System.InvalidOperationException: Writing is not allowed after writer was completed
Findings
My original target was guided by this tweet from April 2018, which suggests 236k concurrent connections at 9.5GB. From the tests above it doesn’t look like ASP.NET Core SignalR is currently (dotnet 3.0.100-preview6-011744
) capable of such a number at such low memory. B2ms
which has 8GB peaked at 107k with D2s_v3
similar. However, with D8s_v3
and D32s_v3
peaking at 214k and 245k respectively, it’s clear that CPU and memory are not currently the limiting factor. With the tools I’ve created to automate both the deployment of server and clients, once .NET Core 3 reaches RTM it will be relatively trivial to re-test at a later date.
Taking it further
I’ve sunk quite a bit of time into this load testing project. It’s resulted in three new containers and a few merges to aspnet/aspnetcore. Even so, there’s still things to do.
The functionality from the forked benchmarkserver should instead be moved in to Crankier itself. The server logs are missing important metrics: total cpu & memory usage, however there doesn’t seem to be a nice way to grab these in current .NET Core (currently I monitor top
in another ssh session to the server). Finally, one could leverage Application Insights, and, along with echoing to std out, also push telemetry to App Insights via TelemetryClient
- this would result in pleasant graphs and log querying over pastebin log dumps.
A final note
Having become acquainted with Crankier I can appreciate its own limits. The current implementation only tests concurrent connections and not messaging between client and server which without does not reflect “real” load on a SignalR application. To test your own application, not only should messaging be tested, but specifically the messaging that your Hub
implementations expect. Instead of extending Crankier to test your own Hub
methods, it’s much easier to use Microsoft.AspNetCore.SignalR.Client to write your own class that will use HubConnection
to call your application’s Hub
methods directly, acting as an automated user specific to your application.

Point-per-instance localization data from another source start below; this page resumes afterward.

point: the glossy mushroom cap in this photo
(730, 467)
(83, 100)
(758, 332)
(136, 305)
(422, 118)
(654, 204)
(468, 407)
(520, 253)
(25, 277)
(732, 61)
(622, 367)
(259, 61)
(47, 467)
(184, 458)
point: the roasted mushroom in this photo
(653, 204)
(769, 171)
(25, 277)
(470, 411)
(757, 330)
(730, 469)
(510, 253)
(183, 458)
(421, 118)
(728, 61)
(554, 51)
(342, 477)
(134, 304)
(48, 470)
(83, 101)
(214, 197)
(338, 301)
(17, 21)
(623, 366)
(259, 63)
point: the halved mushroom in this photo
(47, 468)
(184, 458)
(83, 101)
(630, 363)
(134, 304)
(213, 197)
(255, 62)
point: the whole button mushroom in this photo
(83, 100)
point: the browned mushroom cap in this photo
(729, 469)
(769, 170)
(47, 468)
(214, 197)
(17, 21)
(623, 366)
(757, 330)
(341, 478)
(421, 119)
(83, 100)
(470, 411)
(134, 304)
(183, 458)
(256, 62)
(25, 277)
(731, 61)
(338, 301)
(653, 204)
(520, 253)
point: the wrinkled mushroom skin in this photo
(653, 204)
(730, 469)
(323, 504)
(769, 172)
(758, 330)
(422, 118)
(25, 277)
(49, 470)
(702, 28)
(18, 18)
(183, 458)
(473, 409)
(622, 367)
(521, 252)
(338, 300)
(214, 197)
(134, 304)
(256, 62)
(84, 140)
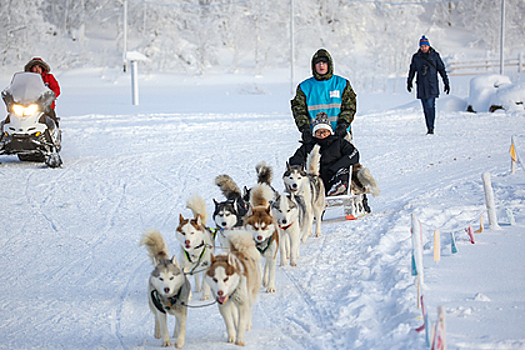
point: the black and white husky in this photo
(197, 243)
(308, 184)
(168, 290)
(230, 213)
(289, 211)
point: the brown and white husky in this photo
(235, 280)
(261, 223)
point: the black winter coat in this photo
(336, 153)
(427, 65)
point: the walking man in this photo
(427, 63)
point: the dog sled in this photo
(354, 205)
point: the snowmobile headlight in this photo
(22, 111)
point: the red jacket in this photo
(52, 83)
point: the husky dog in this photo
(289, 211)
(309, 185)
(169, 289)
(229, 213)
(260, 222)
(235, 280)
(197, 243)
(264, 176)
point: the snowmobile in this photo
(28, 131)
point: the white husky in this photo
(168, 290)
(235, 280)
(289, 211)
(309, 185)
(197, 243)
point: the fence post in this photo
(489, 201)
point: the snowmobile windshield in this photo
(27, 88)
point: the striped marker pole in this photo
(437, 246)
(453, 248)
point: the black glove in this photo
(306, 133)
(340, 129)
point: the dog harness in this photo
(284, 228)
(260, 246)
(198, 263)
(163, 304)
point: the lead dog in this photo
(197, 243)
(308, 184)
(289, 211)
(260, 222)
(235, 280)
(168, 290)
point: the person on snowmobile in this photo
(324, 92)
(37, 65)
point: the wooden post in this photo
(437, 246)
(489, 201)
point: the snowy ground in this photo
(73, 276)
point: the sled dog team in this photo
(250, 227)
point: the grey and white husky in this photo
(168, 290)
(308, 184)
(197, 243)
(235, 280)
(289, 211)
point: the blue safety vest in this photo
(324, 96)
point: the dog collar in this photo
(198, 262)
(158, 302)
(285, 227)
(260, 248)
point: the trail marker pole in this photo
(489, 200)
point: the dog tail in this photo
(198, 207)
(313, 161)
(228, 187)
(368, 181)
(264, 173)
(242, 241)
(154, 242)
(261, 195)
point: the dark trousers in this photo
(429, 108)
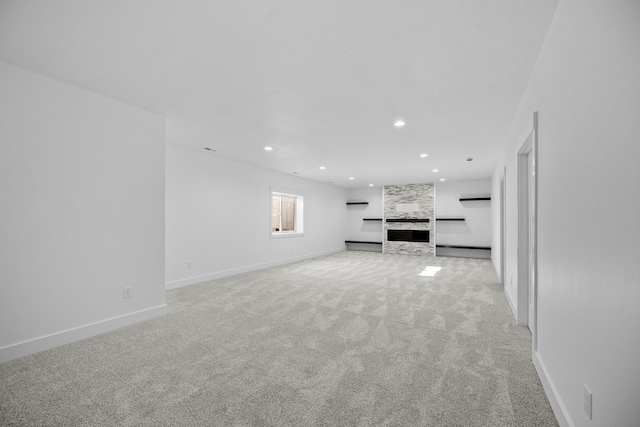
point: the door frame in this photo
(525, 233)
(503, 227)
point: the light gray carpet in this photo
(351, 339)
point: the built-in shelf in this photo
(407, 220)
(464, 247)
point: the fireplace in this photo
(408, 235)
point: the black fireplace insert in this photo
(408, 235)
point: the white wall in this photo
(476, 229)
(82, 194)
(585, 86)
(357, 229)
(218, 217)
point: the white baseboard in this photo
(25, 348)
(245, 269)
(558, 407)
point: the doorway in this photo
(527, 234)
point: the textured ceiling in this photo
(321, 82)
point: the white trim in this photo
(245, 269)
(559, 409)
(512, 303)
(299, 213)
(36, 345)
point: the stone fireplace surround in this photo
(409, 207)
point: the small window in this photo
(286, 214)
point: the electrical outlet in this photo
(588, 401)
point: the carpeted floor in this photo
(351, 339)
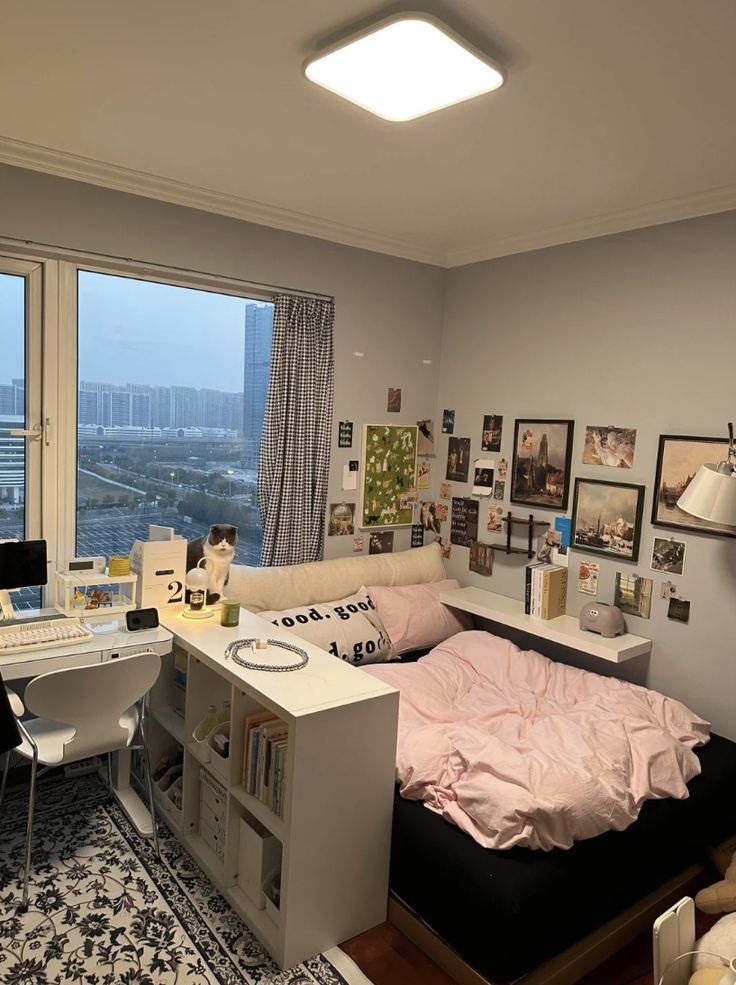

Chasing concurrent connection counts in this manner has been fun, but doesn’t reflect what production should look like. Ramping VM size to achieve higher connection counts ignores that one VM is one single point of failure for your application. In production, using something like Azure SignalR Service would be a better approach to scaling concurrent connections.